Volume 34, Issue 7, pages 739–746, November 2010
How to Cite
Conneely, K. N. and Boehnke, M. (2010), Meta-analysis of genetic association studies and adjustment for multiple testing of correlated SNPs and traits. Genet. Epidemiol., 34: 739–746. doi: 10.1002/gepi.20538
- Issue published online: 24 OCT 2010
- Article first published online: 27 SEP 2010
- Manuscript Accepted: 18 AUG 2010
- Manuscript Revised: 15 JUL 2010
- Manuscript Received: 21 APR 2010
- National Institutes of Health. Grant Number: HG000376
- association study;
- multiple testing;
Meta-analysis has become a key component of well-designed genetic association studies due to the boost in statistical power achieved by combining results across multiple samples of individuals and the need to validate observed associations in independent studies.
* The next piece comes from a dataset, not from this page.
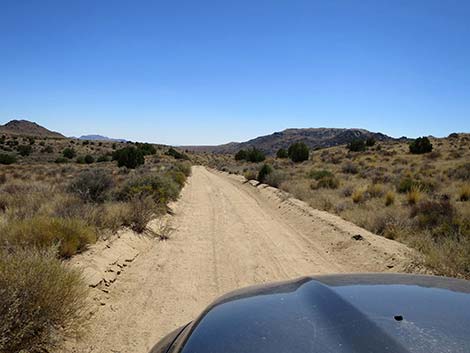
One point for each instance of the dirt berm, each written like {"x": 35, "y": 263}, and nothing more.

Meta-analyses of genetic association studies based on multiple SNPs and traits are subject to the same multiple testing issues as single-sample studies, but it is often difficult to adjust accurately for the multiple tests. Procedures such as Bonferroni may control the type-I error rate but will generally provide an overly harsh correction if SNPs or traits are correlated. Depending on study design, availability of individual-level data, and computational requirements, permutation testing may not be feasible in a meta-analysis framework. In this article, we present methods for adjusting for multiple correlated tests under several study designs commonly employed in meta-analyses of genetic association tests. Our methods are applicable to both prospective meta-analyses in which several samples of individuals are analyzed with the intent to combine results, and retrospective meta-analyses, in which results from published studies are combined, including situations in which (1) individual-level data are unavailable, and (2) different sets of SNPs are genotyped in different studies due to random missingness or two-stage design. We show through simulation that our methods accurately control the rate of type I error and achieve improved power over multiple testing adjustments that do not account for correlation between SNPs or traits. Genet. Epidemiol. 34: 739-746, 2010. © 2010 Wiley-Liss, Inc.